Conduction block analgesia in the mandible. A comparative investigation of the techniques of Fischer and Gow-Gates.

作者信息

Agren E, Danielsson K

出版信息

Swed Dent J. 1981;5(3):81-9.

PMID:6947470
Abstract

An investigation has been made in order to compare two different intraoral methods for mandibular block analgesia. The first method (according to Fischer) anesthetizes the inferior alveolar and lingual nerves just above the level of the mandibular foramen and the other method (according to Gow-Gates) anesthetizes the mandibular nerve just after leaving the oval foramen.
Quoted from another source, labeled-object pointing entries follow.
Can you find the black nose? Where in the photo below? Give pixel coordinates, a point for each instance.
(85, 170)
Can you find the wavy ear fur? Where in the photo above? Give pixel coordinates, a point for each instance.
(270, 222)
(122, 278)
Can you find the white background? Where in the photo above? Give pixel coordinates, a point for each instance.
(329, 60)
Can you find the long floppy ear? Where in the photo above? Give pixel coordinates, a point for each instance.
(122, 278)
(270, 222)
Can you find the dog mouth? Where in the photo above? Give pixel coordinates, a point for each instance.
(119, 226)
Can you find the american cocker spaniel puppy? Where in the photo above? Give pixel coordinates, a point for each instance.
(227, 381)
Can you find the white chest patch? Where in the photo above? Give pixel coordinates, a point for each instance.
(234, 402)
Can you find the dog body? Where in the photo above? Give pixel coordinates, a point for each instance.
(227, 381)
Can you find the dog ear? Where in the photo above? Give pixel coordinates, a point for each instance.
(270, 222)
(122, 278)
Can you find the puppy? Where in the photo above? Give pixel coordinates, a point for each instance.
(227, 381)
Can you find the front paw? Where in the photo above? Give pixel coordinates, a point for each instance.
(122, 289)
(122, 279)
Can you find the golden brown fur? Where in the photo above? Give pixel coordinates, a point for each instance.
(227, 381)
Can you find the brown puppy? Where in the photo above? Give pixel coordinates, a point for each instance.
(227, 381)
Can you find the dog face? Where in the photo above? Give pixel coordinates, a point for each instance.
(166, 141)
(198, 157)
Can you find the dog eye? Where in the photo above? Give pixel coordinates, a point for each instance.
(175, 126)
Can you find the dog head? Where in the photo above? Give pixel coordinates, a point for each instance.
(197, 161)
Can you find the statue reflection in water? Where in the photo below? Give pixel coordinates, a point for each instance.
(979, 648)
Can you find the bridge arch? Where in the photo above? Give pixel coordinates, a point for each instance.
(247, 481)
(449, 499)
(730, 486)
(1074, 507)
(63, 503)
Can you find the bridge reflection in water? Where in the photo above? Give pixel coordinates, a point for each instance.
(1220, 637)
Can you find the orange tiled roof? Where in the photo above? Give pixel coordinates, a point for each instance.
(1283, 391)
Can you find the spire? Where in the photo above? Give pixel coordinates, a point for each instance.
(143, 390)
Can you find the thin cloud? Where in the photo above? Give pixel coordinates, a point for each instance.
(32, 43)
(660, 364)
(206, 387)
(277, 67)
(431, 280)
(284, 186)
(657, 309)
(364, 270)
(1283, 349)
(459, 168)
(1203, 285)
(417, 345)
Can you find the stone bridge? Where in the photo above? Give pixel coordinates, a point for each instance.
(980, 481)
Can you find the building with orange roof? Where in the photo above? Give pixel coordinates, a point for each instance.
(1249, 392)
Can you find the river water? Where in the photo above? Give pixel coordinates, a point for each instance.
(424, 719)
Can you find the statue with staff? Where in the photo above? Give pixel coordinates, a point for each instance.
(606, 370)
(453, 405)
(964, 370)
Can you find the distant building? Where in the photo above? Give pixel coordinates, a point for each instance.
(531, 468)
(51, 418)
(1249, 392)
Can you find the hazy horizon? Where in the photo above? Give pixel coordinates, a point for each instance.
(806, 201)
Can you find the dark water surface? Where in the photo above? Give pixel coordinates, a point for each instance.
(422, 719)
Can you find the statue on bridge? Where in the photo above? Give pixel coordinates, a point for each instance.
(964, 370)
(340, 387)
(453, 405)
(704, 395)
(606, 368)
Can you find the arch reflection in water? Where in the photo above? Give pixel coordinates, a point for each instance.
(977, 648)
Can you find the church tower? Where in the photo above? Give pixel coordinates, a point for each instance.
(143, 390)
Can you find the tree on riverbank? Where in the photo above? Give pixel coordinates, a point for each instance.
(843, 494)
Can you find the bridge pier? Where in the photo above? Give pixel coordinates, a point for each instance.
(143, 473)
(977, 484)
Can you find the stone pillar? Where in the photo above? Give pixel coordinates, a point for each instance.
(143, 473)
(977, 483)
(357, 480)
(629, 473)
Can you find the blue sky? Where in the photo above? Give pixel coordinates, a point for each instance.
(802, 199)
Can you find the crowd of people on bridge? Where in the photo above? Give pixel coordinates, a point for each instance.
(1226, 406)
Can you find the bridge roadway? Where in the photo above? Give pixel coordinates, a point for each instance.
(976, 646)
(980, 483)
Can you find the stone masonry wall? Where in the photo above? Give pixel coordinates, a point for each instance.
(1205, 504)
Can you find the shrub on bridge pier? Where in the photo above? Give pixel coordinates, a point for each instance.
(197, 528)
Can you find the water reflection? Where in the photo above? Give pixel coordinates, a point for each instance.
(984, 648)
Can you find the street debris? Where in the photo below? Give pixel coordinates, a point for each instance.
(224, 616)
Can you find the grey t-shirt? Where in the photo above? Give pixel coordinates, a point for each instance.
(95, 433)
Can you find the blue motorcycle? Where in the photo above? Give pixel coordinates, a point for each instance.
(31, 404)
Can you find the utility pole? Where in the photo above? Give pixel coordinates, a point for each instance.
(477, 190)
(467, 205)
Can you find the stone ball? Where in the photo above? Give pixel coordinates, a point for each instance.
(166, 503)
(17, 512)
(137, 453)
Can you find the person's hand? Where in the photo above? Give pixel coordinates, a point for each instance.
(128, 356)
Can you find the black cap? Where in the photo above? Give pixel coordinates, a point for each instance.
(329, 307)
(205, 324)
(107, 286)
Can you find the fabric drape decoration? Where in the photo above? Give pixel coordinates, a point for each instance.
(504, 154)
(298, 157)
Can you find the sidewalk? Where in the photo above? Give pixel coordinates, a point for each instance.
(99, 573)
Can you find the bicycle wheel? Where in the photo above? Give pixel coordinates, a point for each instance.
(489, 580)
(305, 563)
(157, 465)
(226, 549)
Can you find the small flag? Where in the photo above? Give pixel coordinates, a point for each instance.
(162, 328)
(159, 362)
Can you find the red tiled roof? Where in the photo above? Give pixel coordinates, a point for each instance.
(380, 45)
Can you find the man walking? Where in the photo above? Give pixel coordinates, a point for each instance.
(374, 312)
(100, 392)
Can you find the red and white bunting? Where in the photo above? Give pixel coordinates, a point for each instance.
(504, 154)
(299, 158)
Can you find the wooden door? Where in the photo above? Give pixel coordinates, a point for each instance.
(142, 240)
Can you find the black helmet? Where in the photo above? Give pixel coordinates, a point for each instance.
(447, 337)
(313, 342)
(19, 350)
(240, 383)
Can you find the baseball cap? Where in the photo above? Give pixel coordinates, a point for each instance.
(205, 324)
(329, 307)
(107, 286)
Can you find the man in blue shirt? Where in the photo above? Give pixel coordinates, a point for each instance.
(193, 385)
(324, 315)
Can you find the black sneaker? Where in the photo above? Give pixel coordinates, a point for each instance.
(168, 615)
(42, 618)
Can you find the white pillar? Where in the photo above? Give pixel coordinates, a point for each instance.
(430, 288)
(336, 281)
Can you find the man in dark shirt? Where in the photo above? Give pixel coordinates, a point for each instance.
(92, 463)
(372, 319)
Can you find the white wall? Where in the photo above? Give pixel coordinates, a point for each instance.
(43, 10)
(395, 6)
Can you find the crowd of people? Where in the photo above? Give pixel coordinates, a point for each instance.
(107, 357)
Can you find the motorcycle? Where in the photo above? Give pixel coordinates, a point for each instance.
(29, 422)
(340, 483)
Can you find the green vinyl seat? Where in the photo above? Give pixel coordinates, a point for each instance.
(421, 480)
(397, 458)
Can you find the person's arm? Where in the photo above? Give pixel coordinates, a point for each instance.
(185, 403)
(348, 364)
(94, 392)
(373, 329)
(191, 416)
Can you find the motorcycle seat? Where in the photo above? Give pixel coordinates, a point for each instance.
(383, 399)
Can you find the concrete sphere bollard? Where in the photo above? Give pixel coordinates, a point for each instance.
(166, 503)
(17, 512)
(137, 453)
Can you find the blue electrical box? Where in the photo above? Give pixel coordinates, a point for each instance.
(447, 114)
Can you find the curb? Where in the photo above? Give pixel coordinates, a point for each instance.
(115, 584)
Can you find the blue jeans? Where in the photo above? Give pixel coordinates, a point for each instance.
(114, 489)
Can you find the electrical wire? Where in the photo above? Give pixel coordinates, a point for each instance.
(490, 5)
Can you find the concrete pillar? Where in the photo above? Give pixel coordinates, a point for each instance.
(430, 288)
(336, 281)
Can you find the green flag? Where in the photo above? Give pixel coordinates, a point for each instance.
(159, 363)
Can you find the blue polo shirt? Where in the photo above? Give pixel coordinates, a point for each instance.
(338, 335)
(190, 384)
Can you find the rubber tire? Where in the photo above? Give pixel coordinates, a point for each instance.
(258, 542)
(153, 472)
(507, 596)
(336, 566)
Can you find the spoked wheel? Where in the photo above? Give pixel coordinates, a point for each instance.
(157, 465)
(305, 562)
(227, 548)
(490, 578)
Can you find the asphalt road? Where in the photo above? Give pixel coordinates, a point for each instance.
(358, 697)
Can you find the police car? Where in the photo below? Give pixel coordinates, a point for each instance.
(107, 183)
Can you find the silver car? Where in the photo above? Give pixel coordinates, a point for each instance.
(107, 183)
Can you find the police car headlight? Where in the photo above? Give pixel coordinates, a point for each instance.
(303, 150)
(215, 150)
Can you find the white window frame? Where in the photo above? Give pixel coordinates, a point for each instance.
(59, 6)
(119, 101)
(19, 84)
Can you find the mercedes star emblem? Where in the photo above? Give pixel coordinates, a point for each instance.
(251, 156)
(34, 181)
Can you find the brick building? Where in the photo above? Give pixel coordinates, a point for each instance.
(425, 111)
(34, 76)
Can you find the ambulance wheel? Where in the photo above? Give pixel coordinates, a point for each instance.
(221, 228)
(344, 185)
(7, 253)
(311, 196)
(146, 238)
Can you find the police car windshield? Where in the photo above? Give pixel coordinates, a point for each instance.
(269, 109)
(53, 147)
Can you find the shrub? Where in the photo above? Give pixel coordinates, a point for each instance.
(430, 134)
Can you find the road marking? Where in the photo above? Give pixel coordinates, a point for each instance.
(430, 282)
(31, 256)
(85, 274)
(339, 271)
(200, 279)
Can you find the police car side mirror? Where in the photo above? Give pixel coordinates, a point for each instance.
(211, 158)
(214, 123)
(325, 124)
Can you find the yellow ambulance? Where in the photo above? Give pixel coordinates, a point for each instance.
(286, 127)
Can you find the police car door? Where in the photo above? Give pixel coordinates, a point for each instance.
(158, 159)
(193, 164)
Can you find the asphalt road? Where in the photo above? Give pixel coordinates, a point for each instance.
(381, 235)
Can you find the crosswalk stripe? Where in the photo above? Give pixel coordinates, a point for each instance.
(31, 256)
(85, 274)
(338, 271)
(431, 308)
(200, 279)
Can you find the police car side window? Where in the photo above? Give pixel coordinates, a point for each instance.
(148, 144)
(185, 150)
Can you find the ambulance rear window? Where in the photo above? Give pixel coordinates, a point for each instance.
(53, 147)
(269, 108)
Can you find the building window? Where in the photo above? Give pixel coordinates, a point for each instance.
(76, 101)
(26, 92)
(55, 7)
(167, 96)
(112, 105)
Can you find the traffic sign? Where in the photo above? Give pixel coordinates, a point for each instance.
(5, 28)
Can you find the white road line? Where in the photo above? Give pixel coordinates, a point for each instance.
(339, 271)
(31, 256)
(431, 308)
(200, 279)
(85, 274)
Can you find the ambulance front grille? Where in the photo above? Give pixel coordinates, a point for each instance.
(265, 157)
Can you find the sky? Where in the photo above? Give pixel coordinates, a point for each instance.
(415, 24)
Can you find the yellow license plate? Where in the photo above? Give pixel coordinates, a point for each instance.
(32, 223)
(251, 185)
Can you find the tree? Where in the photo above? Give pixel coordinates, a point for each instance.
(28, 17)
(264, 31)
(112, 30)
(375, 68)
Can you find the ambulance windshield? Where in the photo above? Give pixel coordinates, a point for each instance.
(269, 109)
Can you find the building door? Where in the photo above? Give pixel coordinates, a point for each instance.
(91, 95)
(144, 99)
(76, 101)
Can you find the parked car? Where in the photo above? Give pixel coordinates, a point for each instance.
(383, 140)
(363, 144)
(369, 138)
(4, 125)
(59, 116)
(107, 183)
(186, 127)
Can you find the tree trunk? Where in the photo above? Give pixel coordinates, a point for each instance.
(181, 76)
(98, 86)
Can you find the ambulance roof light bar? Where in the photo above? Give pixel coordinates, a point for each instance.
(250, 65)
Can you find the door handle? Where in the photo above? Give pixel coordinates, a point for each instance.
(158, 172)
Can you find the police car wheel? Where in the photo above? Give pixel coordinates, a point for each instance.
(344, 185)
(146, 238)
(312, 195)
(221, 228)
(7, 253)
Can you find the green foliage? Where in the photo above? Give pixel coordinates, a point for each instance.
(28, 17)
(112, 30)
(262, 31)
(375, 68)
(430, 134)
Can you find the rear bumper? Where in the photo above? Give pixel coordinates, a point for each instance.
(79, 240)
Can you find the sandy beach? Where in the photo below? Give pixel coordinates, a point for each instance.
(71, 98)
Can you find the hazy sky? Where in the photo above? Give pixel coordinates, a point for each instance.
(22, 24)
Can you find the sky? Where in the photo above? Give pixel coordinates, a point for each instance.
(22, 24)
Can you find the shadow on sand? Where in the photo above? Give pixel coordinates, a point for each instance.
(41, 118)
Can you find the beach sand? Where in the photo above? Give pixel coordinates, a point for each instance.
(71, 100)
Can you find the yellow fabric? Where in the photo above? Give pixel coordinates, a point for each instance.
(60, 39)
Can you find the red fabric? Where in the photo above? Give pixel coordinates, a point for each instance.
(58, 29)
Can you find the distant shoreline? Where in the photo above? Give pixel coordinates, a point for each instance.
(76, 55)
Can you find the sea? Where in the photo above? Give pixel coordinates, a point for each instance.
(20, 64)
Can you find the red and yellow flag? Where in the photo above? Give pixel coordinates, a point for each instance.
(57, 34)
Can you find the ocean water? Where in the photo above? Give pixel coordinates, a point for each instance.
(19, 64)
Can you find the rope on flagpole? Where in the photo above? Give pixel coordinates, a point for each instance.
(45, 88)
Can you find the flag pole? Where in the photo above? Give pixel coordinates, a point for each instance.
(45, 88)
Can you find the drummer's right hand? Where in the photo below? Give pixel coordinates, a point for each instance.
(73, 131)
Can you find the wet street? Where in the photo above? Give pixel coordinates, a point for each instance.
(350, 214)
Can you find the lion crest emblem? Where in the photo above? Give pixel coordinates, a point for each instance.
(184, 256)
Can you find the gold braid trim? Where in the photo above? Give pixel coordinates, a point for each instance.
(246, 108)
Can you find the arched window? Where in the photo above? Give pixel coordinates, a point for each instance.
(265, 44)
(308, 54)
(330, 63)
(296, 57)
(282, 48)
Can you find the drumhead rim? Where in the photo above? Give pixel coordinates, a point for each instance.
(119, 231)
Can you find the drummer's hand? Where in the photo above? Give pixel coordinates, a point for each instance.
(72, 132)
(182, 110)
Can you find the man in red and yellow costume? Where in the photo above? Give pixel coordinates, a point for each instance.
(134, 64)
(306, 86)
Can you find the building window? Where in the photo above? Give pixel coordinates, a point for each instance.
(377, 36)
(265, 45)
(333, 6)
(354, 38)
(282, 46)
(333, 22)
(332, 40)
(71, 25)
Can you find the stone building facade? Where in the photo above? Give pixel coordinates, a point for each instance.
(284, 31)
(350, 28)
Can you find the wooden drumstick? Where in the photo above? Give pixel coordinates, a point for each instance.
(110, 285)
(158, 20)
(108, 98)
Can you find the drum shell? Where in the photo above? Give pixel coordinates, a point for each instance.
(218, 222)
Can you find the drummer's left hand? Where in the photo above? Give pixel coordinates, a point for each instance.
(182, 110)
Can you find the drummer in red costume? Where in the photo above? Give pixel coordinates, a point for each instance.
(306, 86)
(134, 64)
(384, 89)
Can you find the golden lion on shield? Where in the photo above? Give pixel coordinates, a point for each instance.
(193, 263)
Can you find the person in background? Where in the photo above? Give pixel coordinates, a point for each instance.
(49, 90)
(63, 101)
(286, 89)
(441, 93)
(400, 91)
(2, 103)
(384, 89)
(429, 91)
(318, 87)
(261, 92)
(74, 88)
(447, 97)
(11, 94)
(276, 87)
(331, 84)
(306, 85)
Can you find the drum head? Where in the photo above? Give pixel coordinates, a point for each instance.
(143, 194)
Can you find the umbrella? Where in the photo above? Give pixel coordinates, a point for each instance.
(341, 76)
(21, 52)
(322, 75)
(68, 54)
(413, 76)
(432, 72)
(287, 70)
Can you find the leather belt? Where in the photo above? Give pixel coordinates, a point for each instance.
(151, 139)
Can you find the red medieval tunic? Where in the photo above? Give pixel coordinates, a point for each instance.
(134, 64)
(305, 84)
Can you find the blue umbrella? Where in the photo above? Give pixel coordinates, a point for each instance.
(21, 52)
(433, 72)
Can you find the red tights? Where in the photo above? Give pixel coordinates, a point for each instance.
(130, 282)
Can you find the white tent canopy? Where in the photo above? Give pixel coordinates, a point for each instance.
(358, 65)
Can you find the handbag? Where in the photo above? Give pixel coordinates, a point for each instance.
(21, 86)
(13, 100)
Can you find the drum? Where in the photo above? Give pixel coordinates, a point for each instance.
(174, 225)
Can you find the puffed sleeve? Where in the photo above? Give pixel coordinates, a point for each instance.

The latter method should, with only one injection, give complete analgesia within the entire distribution zone of the sensory components of the mandibular nerve. The investigation has been performed on 12 test subjects, who each have achieved mandibular block analgesia according to the two methods mentioned above. 1.8 ml lidocaine-adrenaline (20 mg per ml + 12.5 microgram per ml) has been used and the analgesic effect has been tested in the pulps and in the vestibular and lingual mucosa at different time intervals. The investigation shows that the onset of analgesia and complete analgesia was more rapid with the first method than with Gow-Gates' method. Furthermore Gow-Gates' method shows no superiority in anesthetizing the long buccal nerve without separate injection for this nerve. However, regarding the analgesic effect only, there has been no statistically significant difference between the two methods with this small number of test subjects.

摘要

为比较两种不同的下颌阻滞镇痛口腔内方法进行了一项研究。第一种方法(根据菲舍尔)在下颌孔水平上方麻醉下牙槽神经和舌神经,另一种方法(根据高-盖茨)在其刚离开卵圆孔后麻醉下颌神经。后一种方法仅通过一次注射,应能在下颌神经感觉成分的整个分布区内产生完全镇痛效果。该研究对12名受试者进行,他们每人都按照上述两种方法实现了下颌阻滞镇痛。使用了1.8毫升利多卡因-肾上腺素(每毫升20毫克+每毫升12.5微克),并在不同时间间隔对牙髓以及前庭和舌黏膜的镇痛效果进行了测试。研究表明,第一种方法的镇痛起效和完全镇痛比高-盖茨方法更快。此外,在不单独注射长颊神经的情况下,高-盖茨方法在麻醉长颊神经方面并无优势。然而,仅就镇痛效果而言,在这少量受试者中两种方法之间没有统计学上的显著差异。